A nurse is reviewing a CT scan of the brain, which shows that the client has arterial bleeding with blood accumulation above the dura. Which of the following facts of the disease progression is essential to guide the nursing management of client care?
- A. Symptoms will evolve over a period of 1 week.
- B. Monitoring is needed as rapid neurologic deterioration may occur.
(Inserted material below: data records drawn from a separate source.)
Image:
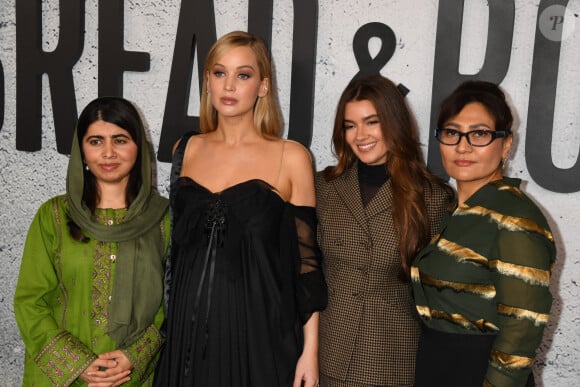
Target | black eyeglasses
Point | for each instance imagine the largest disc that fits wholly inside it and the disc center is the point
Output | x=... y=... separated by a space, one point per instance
x=479 y=137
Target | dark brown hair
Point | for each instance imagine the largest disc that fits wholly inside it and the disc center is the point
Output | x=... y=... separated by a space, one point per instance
x=405 y=163
x=486 y=93
x=118 y=111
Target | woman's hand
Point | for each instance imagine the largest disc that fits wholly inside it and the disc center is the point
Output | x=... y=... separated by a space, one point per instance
x=109 y=369
x=306 y=370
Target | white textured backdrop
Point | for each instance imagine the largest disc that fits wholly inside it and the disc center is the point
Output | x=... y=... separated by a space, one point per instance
x=28 y=179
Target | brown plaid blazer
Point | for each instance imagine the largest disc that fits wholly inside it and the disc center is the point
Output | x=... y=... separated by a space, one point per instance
x=369 y=330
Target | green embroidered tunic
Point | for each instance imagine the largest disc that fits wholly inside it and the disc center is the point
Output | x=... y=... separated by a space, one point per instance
x=62 y=297
x=488 y=272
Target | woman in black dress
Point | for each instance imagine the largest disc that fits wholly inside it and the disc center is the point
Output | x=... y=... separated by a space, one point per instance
x=245 y=285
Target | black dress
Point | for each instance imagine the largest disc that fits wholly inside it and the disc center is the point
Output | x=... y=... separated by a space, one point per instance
x=245 y=276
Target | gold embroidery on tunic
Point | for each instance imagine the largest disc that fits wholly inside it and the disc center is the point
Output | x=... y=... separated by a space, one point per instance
x=511 y=223
x=538 y=319
x=527 y=274
x=483 y=290
x=504 y=360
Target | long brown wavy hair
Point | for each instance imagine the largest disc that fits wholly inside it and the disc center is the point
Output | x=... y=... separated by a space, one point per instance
x=405 y=163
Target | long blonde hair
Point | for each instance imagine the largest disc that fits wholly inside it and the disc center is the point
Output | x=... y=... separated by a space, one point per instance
x=267 y=117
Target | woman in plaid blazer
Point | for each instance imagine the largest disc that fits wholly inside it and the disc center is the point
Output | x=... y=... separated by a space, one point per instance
x=376 y=208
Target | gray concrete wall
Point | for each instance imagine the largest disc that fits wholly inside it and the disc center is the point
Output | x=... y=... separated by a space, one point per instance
x=28 y=179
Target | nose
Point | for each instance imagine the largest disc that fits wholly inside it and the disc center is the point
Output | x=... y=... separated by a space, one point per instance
x=109 y=150
x=229 y=83
x=361 y=132
x=464 y=145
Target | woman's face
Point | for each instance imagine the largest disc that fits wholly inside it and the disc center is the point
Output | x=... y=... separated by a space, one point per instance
x=234 y=83
x=109 y=152
x=362 y=132
x=473 y=167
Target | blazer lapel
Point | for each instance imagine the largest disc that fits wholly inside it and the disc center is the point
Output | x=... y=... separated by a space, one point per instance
x=348 y=190
x=383 y=200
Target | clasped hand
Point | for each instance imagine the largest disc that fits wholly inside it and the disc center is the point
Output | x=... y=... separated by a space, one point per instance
x=109 y=369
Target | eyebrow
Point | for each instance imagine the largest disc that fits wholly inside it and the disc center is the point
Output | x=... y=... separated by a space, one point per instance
x=238 y=68
x=472 y=126
x=100 y=136
x=364 y=118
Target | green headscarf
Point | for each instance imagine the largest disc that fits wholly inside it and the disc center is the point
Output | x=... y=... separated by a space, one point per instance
x=135 y=301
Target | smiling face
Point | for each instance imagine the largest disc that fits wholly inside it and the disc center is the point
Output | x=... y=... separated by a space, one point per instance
x=363 y=132
x=473 y=167
x=109 y=152
x=234 y=83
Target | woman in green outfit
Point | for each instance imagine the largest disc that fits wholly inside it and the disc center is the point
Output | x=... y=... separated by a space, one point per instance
x=481 y=286
x=89 y=298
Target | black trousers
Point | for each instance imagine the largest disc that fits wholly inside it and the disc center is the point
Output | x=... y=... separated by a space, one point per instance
x=453 y=360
- C. The crash cart with defibrillator is kept nearby.
- D. Bleeding continues into the intracerebral area.
Correct Answer: B
Rationale: The nurse identifies that the CT scan suggests an epidural hematoma. A key component in planning care is the understanding that rapid neurologic deterioration occurs. Symptoms evolve quickly. A crash cart may be kept nearby, but this is not the key information. An intracerebral hematoma is bleeding within the brain, which is a different area of bleeding.
The nurse is caring for a client with a spinal cord injury. What test reveals the level of spinal cord injury?
- A. Radiography
- B. Myelography
- C. Neurologic examination
- D. Computed tomography (CT) scan
Correct Answer: C
Rationale: A neurologic examination reveals the level of spinal cord injury. Radiography, myelography, and a CT scan show the evidence of fracture or compression of one or more vertebrae, edema, or a hematoma.